کد مقاله | کد نشریه | سال انتشار | مقاله انگلیسی | نسخه تمام متن |
---|---|---|---|---|
3838769 | 1247743 | 2012 | 4 صفحه PDF | دانلود رایگان |

This article summarizes recent advances in our understanding of spinal pathology and pain. Degeneration appears to start in the intervertebral discs, often before age 20 years, and can be distinguished from ‘normal’ ageing by the presence of physical disruption, typically in the form of annulus fissures, prolapse or endplate fracture. Disruption is ultimately mechanical, but frustrated attempts by a small population of disc cells to heal a large avascular matrix give rise to the typical biological features of disc degeneration.

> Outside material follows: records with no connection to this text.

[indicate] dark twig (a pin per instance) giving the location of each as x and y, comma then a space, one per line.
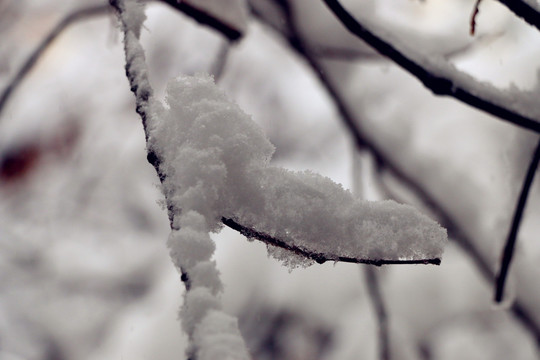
526, 11
374, 291
77, 15
317, 256
520, 311
437, 83
512, 235
204, 18
475, 12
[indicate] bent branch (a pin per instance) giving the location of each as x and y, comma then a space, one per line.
318, 257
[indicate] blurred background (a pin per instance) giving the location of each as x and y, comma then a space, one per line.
84, 269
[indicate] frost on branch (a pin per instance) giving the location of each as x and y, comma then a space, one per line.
216, 162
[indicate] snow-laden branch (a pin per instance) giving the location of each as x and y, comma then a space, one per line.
318, 257
216, 162
212, 333
528, 10
442, 78
520, 309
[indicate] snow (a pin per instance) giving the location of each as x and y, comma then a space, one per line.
216, 162
134, 16
218, 337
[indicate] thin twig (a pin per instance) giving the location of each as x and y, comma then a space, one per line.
508, 251
204, 18
77, 15
525, 10
475, 12
437, 83
520, 311
374, 291
320, 258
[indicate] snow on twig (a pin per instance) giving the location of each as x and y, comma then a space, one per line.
519, 309
517, 107
319, 257
212, 333
508, 251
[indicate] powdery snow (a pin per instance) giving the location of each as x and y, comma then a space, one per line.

Genetic inheritance and ageing are important risk factors for disc degeneration because they can weaken the disc matrix, and hinder repair processes. Discogenic pain appears to arise from the disc periphery as a result of in-growing nerves being sensitized by soluble factors from activated disc and blood cells. A degenerated disc loses pressure in the nucleus and bulges radially outwards, like a flat tyre. This often leads to a transient segmental instability, which can be reversed by the growth of osteophytes around the margins of the vertebral body. Annulus collapse in severe disc degeneration transfers compressive load-bearing to the neural arch, leading to facet joint osteoarthritis, and possibly to degenerative scoliosis. The anterior vertebral body then becomes relatively unloaded, and consequent focal bone loss (exacerbated by systemic osteoporosis) increases the risk of anterior wedge deformities, and senile kyphosis. Future interventions may include physical therapy to aid disc healing, disc prostheses with no moving parts, and injection therapies to block pain pathways.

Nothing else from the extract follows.